Aquarius ou L'origine de mon monde



Ils se sont rencontrés à Marseille, c'était les années 20. Ils se sont mariés, ont eu des enfants. La dernière est née à la fin de la guerre. Ils vivaient dans un quartier à flanc de colline, dans une rue tellement escarpée que même à pied on descend tout doucement, une rue tellement en pente que chaque maison surplombe le toit de sa voisine. Comme tous les autres, ils ont construit une maison toute blanche, avec un tout petit peu de pierre. Son toit est en terrasse, il ne pleut pas beaucoup à Marseille. Elle est toute blanche avec un toit en terrasse, un peu comme sur toutes les rives de cette même mer.


photo Visit Greece

Leurs voisins sont arméniens, corses, chypriotes, tout le monde dans cette rue est arrivé par bateau. Eux sont venus d'une petite île qui fait face à la Turquie (on l'aperçoit à l'œil nu). C'est une île toute sèche, une île de pêcheurs dont on relie les villages par caïque, une île occupée par les Italiens* à l'époque où ils l'ont quittée. Son nom à lui s'écrit avec des lettres qui n'existent pas dans l'alphabet latin, alors nous portons un nom "qui s'écrit comme ça se prononce", retranscrit phonétiquement par un officier d'état-civil italien.

Au fil des ans et des unions, la famille s'est agrandie ou élargie. A ceux qui ont quitté la pauvreté se sont rajoutés ceux qui ont fui les massacres perpétrés dans ce fameux pays que l'on voit à l'œil nu. Eux aussi sont arrivés par bateau, sans autre bagage que les souvenirs du sang et des armes qui ne les laisseront jamais tranquilles**.

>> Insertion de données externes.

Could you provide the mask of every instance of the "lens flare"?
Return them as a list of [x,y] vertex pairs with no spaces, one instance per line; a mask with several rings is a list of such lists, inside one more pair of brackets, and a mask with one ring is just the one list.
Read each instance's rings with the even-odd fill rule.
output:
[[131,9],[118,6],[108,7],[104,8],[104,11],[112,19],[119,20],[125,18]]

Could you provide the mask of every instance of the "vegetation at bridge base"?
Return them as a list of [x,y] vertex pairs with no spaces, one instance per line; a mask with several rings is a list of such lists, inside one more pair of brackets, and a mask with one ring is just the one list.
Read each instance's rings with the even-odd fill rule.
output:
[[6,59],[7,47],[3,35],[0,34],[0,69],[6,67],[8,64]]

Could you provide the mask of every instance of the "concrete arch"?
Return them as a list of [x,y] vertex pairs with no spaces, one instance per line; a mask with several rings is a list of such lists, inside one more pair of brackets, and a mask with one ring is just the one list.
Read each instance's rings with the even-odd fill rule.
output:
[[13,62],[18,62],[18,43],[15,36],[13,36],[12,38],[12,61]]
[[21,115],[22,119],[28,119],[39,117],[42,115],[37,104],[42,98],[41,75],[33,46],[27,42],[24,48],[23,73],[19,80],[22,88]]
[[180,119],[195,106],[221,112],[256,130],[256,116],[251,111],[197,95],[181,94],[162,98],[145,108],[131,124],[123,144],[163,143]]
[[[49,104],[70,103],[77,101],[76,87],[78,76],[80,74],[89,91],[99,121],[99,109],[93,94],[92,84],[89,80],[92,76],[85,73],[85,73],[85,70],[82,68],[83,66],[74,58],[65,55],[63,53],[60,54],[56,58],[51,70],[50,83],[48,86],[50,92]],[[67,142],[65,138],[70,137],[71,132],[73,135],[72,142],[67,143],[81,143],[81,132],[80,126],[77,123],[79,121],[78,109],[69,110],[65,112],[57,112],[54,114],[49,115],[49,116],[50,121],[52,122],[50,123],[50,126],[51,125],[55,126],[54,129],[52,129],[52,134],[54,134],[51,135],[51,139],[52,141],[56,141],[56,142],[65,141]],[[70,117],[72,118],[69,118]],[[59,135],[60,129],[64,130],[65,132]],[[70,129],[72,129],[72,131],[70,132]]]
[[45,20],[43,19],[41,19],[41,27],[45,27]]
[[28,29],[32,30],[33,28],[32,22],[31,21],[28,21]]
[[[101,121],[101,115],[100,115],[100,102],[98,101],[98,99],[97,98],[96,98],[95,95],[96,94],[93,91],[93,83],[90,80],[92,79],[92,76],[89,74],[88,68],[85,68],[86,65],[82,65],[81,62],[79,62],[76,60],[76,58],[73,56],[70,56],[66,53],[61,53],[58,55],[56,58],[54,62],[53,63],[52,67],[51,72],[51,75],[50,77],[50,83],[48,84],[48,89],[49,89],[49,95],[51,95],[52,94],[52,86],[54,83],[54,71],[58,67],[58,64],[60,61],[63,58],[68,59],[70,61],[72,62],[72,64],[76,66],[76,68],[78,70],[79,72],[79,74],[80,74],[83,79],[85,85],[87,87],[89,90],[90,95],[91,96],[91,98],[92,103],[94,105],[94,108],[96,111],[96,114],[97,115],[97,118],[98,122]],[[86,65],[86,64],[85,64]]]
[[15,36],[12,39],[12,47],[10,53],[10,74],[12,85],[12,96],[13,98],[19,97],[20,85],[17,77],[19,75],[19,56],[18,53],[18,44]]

Aujourd'hui, près d'un siècle plus tard, d'autres essaient de rejoindre les rives pacifiques de cette même mer, fuyant d'autres guerres ou une autre misère. Ils ont certainement au fond du cœur la même peine que rien ne consolera jamais, même s'ils trouvent enfin refuge. Certains d'entre eux partiront, et n'arriveront jamais, victimes de la rage des flots sur leurs bateaux d'infortune.


Depuis le début de sa mission, l'Aquarius, affrété par SOS Méditerranée, a recueilli près de 20 000 personnes secourues en mer. Chaque journée en mer coûte 11 000 euros, soit le prix d'un café pour 6000 personnes ou le prix d'une place de cinéma pour 1200 autres.



*devenu colonie italienne lors de la guerre italo-turque, le Dodécanèse le restera jusqu'en 1945. Un autre épisode du feuilleton de l'absurde "les guerres, la politique, les hommes".
** pour ceux que le sujet intéresse, je conseille la lecture de Middlesex de Jeffrey Eugenides. Il y retrace une fuite de Turquie dont j'ai entendu une version assez semblable.